Manet’yi zamanının diğer ressamlarından ayıran farkı iki noktada özetleyebiliriz.

Birincisi, bir Manet tuvali, tabiatı gereği, o dönemde bir resmin olması beklenen her şeyle çelişiyordu. Dönemin eleştirmenlerinden Duranty, 1870 tarihli bir yazısında bu durumu şöyle ifade ediyordu: “Her sergide, onlarca salon içinde diğer bütün resimlerden ayrıksı duran tek bir resim oluyor ve bu her seferinde bir Manet oluyor. İnsanın içinden gülmek geliyor, zira birbirine benzeyen her şeyin arasında farklı olan tek bir şey gördüğünüzde tuhaf bir etki oluşuyor.”
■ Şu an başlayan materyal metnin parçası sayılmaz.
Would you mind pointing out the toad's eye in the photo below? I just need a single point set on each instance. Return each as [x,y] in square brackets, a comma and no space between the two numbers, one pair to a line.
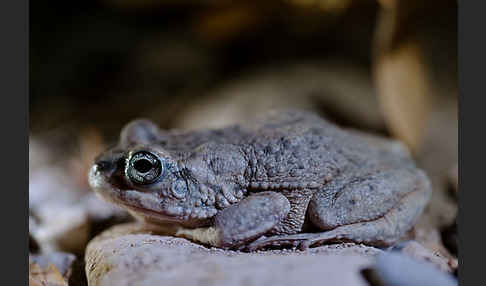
[143,167]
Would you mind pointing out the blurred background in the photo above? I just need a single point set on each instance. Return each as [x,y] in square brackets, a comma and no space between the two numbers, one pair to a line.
[388,67]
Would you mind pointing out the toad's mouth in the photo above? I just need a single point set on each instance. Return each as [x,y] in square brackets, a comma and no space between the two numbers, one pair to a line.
[139,204]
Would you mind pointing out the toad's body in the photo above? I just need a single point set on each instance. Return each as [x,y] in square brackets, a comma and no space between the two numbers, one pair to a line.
[287,178]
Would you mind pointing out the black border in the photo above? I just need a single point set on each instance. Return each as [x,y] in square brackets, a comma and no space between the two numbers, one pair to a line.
[471,64]
[14,28]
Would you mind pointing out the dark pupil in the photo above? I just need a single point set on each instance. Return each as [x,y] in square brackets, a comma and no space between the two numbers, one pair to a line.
[143,165]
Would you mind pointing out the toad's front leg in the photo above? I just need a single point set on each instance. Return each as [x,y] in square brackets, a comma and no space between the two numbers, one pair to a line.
[367,220]
[242,222]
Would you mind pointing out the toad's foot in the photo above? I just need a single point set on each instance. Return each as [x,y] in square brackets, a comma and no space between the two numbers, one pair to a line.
[301,241]
[384,231]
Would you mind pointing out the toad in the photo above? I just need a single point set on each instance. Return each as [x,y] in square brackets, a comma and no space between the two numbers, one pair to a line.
[289,178]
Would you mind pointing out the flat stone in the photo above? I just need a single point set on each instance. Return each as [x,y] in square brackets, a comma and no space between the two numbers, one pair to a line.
[130,254]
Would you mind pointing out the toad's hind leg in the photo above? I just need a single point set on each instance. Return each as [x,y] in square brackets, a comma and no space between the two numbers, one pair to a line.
[383,231]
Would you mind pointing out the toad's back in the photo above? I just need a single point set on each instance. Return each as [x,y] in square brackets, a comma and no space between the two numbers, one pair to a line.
[293,146]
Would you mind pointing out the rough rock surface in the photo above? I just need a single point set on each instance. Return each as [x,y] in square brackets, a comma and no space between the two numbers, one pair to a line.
[131,254]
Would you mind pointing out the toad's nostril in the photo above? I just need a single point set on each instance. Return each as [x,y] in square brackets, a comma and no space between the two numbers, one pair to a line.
[104,165]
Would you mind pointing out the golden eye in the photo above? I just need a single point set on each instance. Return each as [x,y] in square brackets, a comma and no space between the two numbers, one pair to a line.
[144,167]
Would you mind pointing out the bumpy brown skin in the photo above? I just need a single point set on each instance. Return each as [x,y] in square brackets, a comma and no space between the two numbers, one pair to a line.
[264,183]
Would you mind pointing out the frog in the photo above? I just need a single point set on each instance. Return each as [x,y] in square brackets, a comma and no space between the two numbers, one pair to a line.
[288,178]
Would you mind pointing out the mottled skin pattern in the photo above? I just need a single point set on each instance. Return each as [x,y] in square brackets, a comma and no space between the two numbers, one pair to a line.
[289,178]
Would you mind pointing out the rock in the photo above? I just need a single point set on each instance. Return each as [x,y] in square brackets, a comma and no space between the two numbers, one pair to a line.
[418,252]
[53,269]
[62,228]
[450,238]
[342,92]
[396,269]
[131,254]
[62,260]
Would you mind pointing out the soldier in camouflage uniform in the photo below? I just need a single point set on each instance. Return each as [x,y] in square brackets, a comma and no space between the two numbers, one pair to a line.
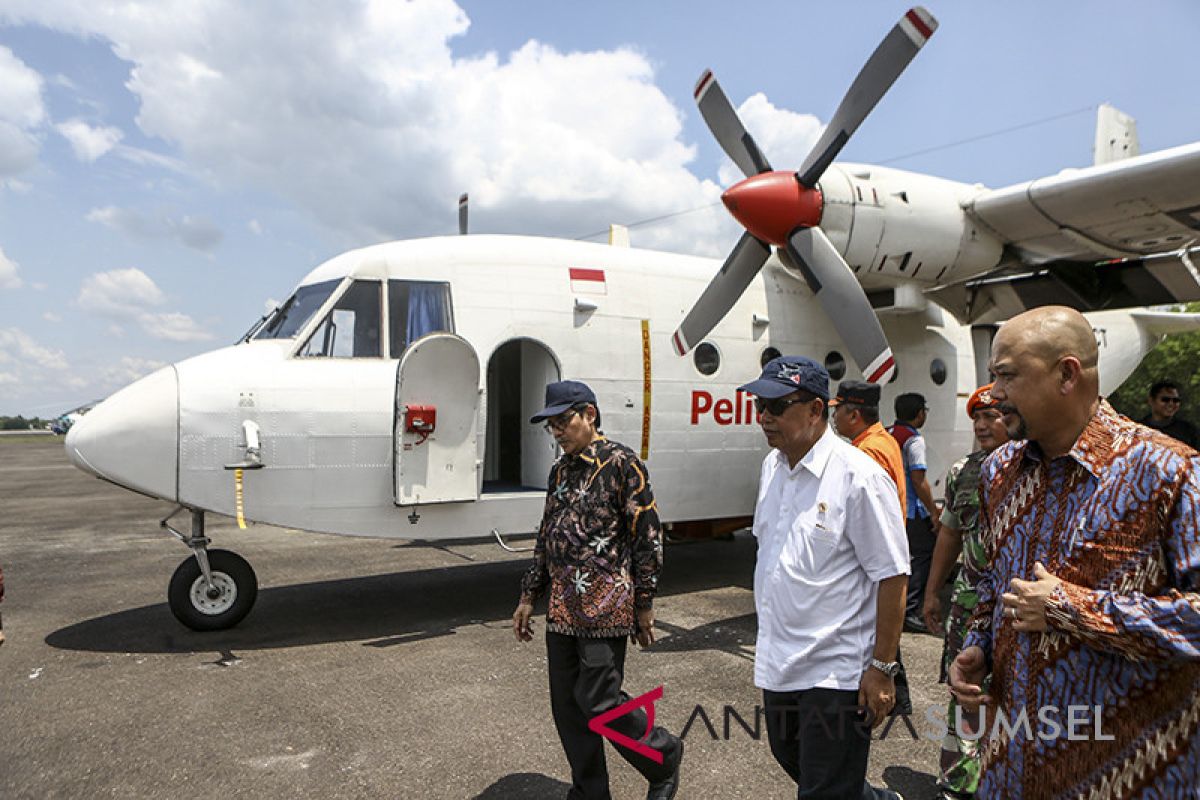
[959,768]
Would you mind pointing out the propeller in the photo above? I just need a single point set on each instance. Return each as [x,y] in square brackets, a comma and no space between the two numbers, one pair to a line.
[784,209]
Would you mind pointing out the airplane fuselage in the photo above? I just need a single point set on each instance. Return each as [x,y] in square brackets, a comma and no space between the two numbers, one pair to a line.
[337,457]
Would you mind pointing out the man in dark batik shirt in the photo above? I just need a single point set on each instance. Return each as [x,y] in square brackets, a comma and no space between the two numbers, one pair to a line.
[599,553]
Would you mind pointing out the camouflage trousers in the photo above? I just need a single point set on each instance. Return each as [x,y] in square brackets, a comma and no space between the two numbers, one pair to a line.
[958,775]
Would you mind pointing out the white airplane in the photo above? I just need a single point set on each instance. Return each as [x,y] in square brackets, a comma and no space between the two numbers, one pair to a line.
[389,396]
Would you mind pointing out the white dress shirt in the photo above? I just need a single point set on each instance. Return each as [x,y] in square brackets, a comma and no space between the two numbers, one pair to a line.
[828,531]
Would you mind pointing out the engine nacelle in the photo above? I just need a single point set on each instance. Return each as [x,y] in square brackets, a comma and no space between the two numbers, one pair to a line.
[894,227]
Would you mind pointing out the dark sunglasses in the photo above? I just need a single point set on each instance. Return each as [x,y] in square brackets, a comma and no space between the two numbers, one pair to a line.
[561,421]
[777,405]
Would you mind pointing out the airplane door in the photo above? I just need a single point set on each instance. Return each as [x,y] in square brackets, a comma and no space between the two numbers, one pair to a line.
[437,417]
[538,450]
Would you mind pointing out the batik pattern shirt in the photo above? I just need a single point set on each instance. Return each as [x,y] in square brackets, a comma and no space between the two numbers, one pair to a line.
[599,547]
[1116,521]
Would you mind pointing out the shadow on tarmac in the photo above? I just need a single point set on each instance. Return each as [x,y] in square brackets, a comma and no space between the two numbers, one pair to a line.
[910,783]
[399,608]
[525,786]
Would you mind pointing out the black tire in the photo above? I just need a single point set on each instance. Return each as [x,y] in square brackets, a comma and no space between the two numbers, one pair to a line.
[237,591]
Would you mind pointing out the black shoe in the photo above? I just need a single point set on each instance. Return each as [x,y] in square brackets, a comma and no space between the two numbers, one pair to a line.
[667,788]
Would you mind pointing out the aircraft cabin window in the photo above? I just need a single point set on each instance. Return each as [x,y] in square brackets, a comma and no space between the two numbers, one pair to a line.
[937,371]
[417,307]
[297,311]
[707,358]
[351,330]
[835,365]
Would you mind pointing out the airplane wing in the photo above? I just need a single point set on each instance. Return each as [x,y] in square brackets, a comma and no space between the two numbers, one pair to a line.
[1116,235]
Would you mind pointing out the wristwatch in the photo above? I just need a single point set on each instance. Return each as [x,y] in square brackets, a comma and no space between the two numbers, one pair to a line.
[889,668]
İkinci nokta da en az bunun kadar çarpıcı. Kamunun beğenisi ile, değişen güzellik kalıpları –ki sanat bunları sürekli yeniler– arasındaki uyuşmazlık, Manet’den önce hiçbir dönemde o kadar keskin olmamıştı. Gazap günlerini Manet başlattı ve o zamandan beri halk, güzelliği değiştiren her yeniliği taşkın alaylarla ve küçümsemeyle karşılıyor. Elbette ondan önce de ressamların infial uyandırdığı oluyordu; romantizm, klasik beğeninin görece bütünlüğünü bir hamlede yıkmıştı; Delacroix, Courbet, hatta bütün o klasizmine rağmen Ingres, kahkahayla karşılanmıştı. Gelgelelim, Olympia’yı bekleyen kahkahaların eşi benzeri yoktu; kalabalıkların, karşısında neredeyse kendilerini kaybettiği ilk başyapıt olacaktı o.


 

Heykeltıraş, şair ve eleştirmen Zucharie Astruc (sağ; Manet 1866, detay) ve romancı Emile Zola (sol; Manet 1868), 1860’ların ortalarında sanat izleyicilerinin, eleştirmenlerin ve akademililerin ağız birliği ederek aforoz ettiği Manet’yi savunmuşlardı. 1865’te "Olympia" sergilendiğinde Manet’nin adı etrafında kopan fırtınaya meydan okuyan Zola, soğukkanlılıkla, geleceği bildirircesine şöyle yazmıştı: “Mösyö Manet’nin yeri Louvre’dur”.

 

Manet, temelleri yavaş yavaş yıkılmakta olan bir dünyanın değişmesine katkıda bulundu. Tanrının kiliselerinde ve kralların saraylarında tesis edilmiş bir dünyaydı bu. O güne dek sanatın görevi, insanlığı birleştiren ezici, karşı çıkılmaz bir haşmeti ifade etmekti. Ama o haşmetten geriye, bir zanaatkârın hizmet etmekle yükümlü olacağı hiçbir şey kalmamıştı artık. Vaktiyle birer zanaatkâr olan edebiyatçı, heykeltıraş ve ressamların, bundan böyle kendileri dışında ifade edecek hiçbir şeyleri olmayacaktı; kendi kendilerinin hükümdarıydılar. Ne idüğü belirsiz “sanatçı” vasfı, hem yeni keşfedilmiş bir itibarı, hem de altı doldurulması zor bir iddiayı tanımlıyordu. Sonuçta çoğu sanatçı, kendini önemsemekten başı dönmüş, kibir ve hırsla kendini şişirmiş bir zanaatkârdan ibaret değil miydi? Her türlü kısıtlamadan, ve mutlak gücü elinde tutan efendilerinin talimatlarına uyma zorunluluğundan kurtulan sanatçı, şimdi iddiasının hakkını verecek kadar yetenekli olmadığının anlaşılması tehlikesiyle karşı karşıyaydı.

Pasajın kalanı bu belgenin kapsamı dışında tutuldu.